After Monday’s stock market fall, there was a run up yesterday on Tuesday, then a little drop on Wednesday, and now a 1000+ point market drop again today. So, let’s get a headcount before we proceed.
Stock Market Results Last Few Days
- Monday: -1175
- Tuesday: +567
- Wednesday: -19
- Thursday: -1033
Add it all up, and you get -1,660 for the week. Oh, and by the way, the market was down 666 points last Friday. From the market’s high point, this equates to a drop of a little over 10% putting us into correction territory. (A correction is usually defined as a drop of 10%.)
Do We Panic Now?
Take a look at what I wrote about Monday’s big stock market drop. Although the market has dipped even further, the result remains the same. For long-term investors with a well diversified portfolio, the best course of action is to ignore all short-term market moves. Even if this is the beginning of a recession (We are totally due for one) the long-term scenario is still the same. The ever higher march of inflation, plus a U.S. economy that always comes back eventually means that holding on, and continuing to invest is the best solution for long-term investing such as retirement, or even college savings for children 7 to 10 years out.

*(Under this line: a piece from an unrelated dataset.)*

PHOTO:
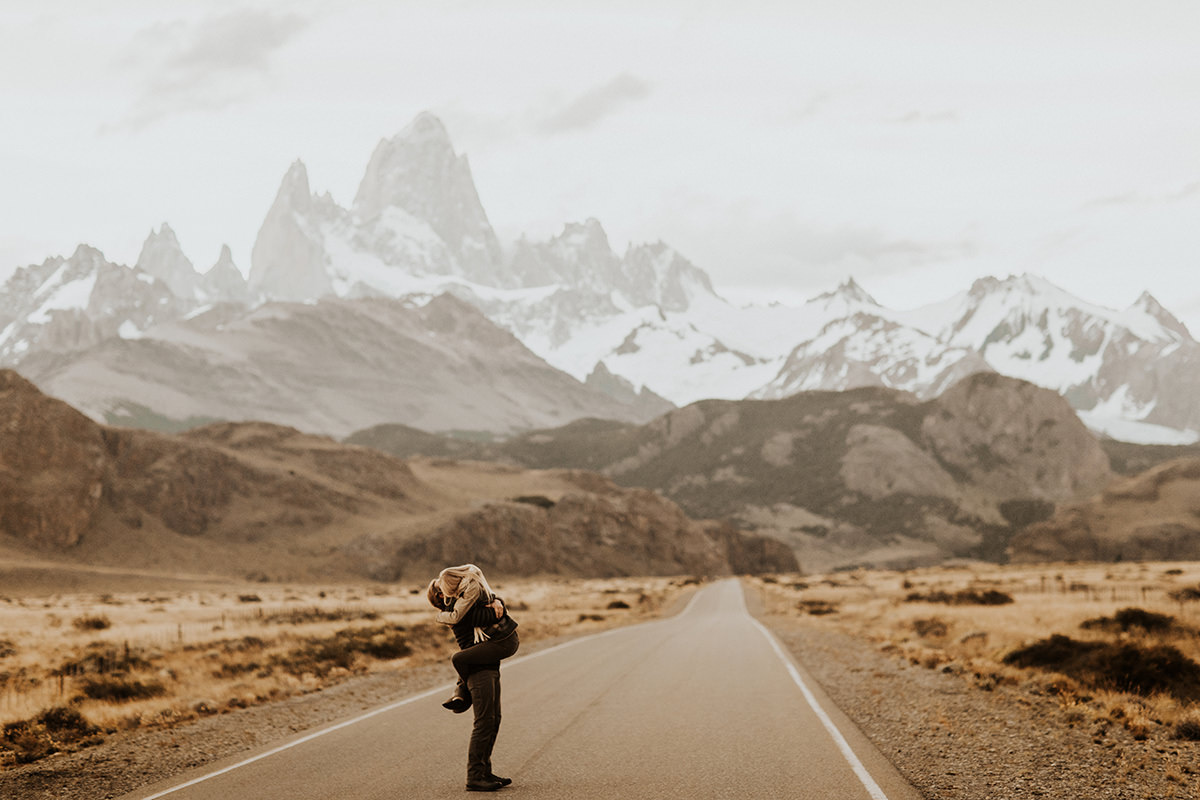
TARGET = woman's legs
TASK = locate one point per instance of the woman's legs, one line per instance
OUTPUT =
(483, 654)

For shorter-term investors, it is time to look at what is going on.
The markets are reacting to a few different things.
First, the stock market has gone up and up, with almost no pullbacks for a very long time now. That really makes no sense considering the overall economy is not racing ahead that quickly. The overall optimism that business and consumers have is real, but this isn’t some boom times. As a result, a correction here is very healthy, and perhaps even necessary.

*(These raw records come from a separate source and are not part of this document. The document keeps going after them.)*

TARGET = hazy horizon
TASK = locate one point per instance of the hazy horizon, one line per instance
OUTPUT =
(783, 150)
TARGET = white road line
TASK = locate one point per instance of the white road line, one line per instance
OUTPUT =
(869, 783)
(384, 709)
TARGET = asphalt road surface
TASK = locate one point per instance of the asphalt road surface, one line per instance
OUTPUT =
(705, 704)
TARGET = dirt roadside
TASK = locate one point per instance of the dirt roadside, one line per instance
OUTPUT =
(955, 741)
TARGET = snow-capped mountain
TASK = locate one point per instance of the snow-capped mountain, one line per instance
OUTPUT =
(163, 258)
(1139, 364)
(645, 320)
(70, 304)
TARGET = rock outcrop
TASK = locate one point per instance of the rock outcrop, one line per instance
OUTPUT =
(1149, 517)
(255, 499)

Second, the Fed has been consistently overplaying it’s hand regarding inflation in order to look like inflation hawks. The reality is that there is no need to keep marching forward with regular rate hikes to keep inflation below 2%, when inflation has never really approached 2 percent. Couple that with the fact that the Fed can remove liquidity (and inflationary pressure) from the market just by unwinding its balance sheet, and one can’t help but wonder if the Fed has finally tried too hard to be tough, and ended up actually breaking the economy. After all, this is right about the time that December rate hike should actually be hitting the economy.
Third, the bond markets (which are also very concerned about the second point above) have started getting skittish. There is a new Federal Reserve Chairman coming in. Trump has proven very erratic, and Congress is looking to pass a new budget that while politically savvy, is — economically speaking — the equivalent of passing a stimulus package of domestic and defense spending just while people are starting to wonder about inflation.
Add it all up, and the markets don’t like the upcoming scenario where the Fed is thrust into a position where it will likely confront inflation either too strongly (and upset the economy) or too softly (and get behind on booming inflation), unless it exactly threads the needle.
Who Crashed The Market
Of course, these days, the daily action of the markets is highly influenced by machine, or computer, trading. It’s no secret to the people programming these machines that the market is overvalued, and that the economy may be tipping, and that the Fed may be killing the whole thing, or inflation may kick in. While the machines themselves have no fear, the same cannot be said for those who program them.
It is likely that the safeties, and sell triggers have been ratcheted up, and these kinds of big moves are the result of one program after another running for safety, or cashing in profits.
Either way, expect a volatile February, at least.